The following lemma isolates the minimization used in case (iii).

Lemma 1.

Let $M\geq 1$ be an integer and let $f(a,c)=|a-c|+|a+c-M|$ for integers $0\leq a,c\leq M$ . Then $f(a,c)\equiv M\pmod{2}$ for all $a,c$ . Hence $f(a,c)\geq M\bmod 2$ . If $M$ is even, equality holds if and only if $a=c=M/2$ . If $M$ is odd, equality holds exactly at

(a,c)\in\left\{\left(\frac{M-1}{2},\frac{M-1}{2}\right),\left(\frac{M-1}{2},\frac{M+1}{2}\right),\left(\frac{M+1}{2},\frac{M-1}{2}\right),\left(\frac{M+1}{2},\frac{M+1}{2}\right)\right\}.

Proof.

Since $|a-c|=a+c-2\min(a,c)$ , we have $|a-c|\equiv a+c\pmod{2}$ . Likewise, $|a+c-M|\equiv a+c+M\pmod{2}$ . Therefore $f(a,c)\equiv 2(a+c)+M\equiv M\pmod{2}$ , and since $f\geq 0$ the bound $f\geq M\bmod 2$ follows.

If $M$ is even: $f=0$ requires $a=c$ and $a+c=M$ simultaneously, forcing $a=c=M/2$ , which is a unique integer solution.

If $M$ is odd: $f=1$ is achieved in two families. Either $a=c$ with $|2a-M|=1$ (giving $a=c=(M\pm 1)/2$ ), or $a+c=M$ with $|a-c|=1$ (giving $\{a,c\}=\{(M\pm 1)/2\}$ ).
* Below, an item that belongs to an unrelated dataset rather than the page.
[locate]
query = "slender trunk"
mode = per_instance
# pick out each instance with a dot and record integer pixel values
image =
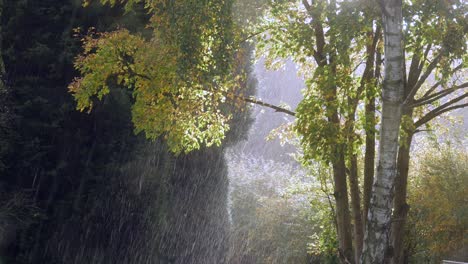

These give the four stated solutions. ∎

Theorem 2.

Let $n\geq 4$ and $m=n-2$ .

(i)

If $q$ is a corner vertex, then $\kappa(q)=m$ .
(ii)

If $q$ lies on an edge but not at a corner, then $\kappa(q)=2m-1$ .
(iii)

If $q$ lies on a face but not on any edge, then

$\kappa(q)\;\leq\;5m-4-\varepsilon_{m},\qquad\varepsilon_{m}=(m-1)\bmod 2,$

with equality when the face centre is a lattice point, which occurs precisely when $m$ is odd.
(iv)

If $q\in C$ , then $\kappa(q)\leq 13m-12$ , with equality when $q$ is at the centre of the board.

In particular, $\max_{q\in\partial[n]^{3}}\kappa(q)<\max_{q\in C}\kappa(q)$ for all $n\geq 4$ .

Proof.

Since the 13 queen-line directions through any cell are mutually non-parallel, two distinct queen lines through the same cell intersect only at that cell.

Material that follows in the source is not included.